I see it the way you do.

Yesterday, I realised that I have been trying to rigidly put all life stuff into system area. For instance, you are saying something related to your job. This sort of makes sense, but sometimes it might not.

As you define it:

This area contains information about the system and is used by the system to maintain its functionality.

That’s about the system, which is meant to help manage life, but not to manage one’s life per se. That’s a bit nuanced, but I find that — at least in my system, some things need to be moved outside the System area and perhaps instead to an M&M for an area.

For instance, my Obsidian notes about all its stuff — these might find a better place in the PKM area and its M&M rather than a single ID under M&M of system…

And this is a tandem, but I am yet to use the power of category and area specific M&M.

For instance, in the Zettelkasten and PKM areas (yes, these are distinct — Zettelkasten is a creative/academic and not a personal knowledge base) I need to define that JD.IDs end at category.

I personally find that when deviating from well-established methodologies, you need a good reason and argument for doing so. It’s the smart people that think they can change things because they are smart.

Maybe that’s the case, but if a guy spent his life on a system you have barely established, he may know better.
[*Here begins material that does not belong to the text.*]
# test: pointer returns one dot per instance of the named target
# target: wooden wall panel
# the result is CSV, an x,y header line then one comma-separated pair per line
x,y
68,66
There is a lot of nuance. This requires thought. We’re not overthinking, I think. :slightly_smiling_face:

I would be curious to see how you separate and structure your PKM and Zettelkasten areas. I’ve been thinking about this for a while now and I also came to the conclusion that I will need to keep my PKM and Zettelkasten separate for organisation purposes. But I don’t think of them as completely separate entities, more like separate steps of the same process. I think of my Zettelkasten area as the entry point of ideas and thoughts into my system, where the ideas can simmer, connect and compound and the PKM area is where the “final” output is placed after enough Zettelkasten notes come together and are used to produce a new insight.

Mind you, I’m still researching how to properly use Zettelkasten and I haven’t yet implemented it so I may be misinterpreting or misunderstanding it.

It really depends on the individual use case whether they should be separate or together. I think putting Zettelkasten as a category inside PKM would not be a bad idea, actually.

Since Zettelkasten by its nature should not have a folder hierarchy.

Whatever hierarchy you want to establish is easily done with indexes, frontmatter and querying: this is my experience after creating about 2000 zettels.

I want them those two to be separate, but they intermingle too much, and it causes a lot of friction when deciding whether a note should go here or there that’s not worth the effort.

I think that, for this, you just have to make good use of Management & Meta. If they are very similar and procedures you approach them with overlap, it might be best to just mark what the differences are intelligently.

It’s nice to define your terms, like I did here:

PKM stands for personal knowledge management. It’s used to manage information of my life, which is mostly notes. I don’t extend this to PDFs and other formats, but I can. It also uses indexes, areas and categories. The indexes are maps of content and in order to differentiate between them, let’s call a PKM index a map of content - MOC.

That’s all true for Zettelkasten as well.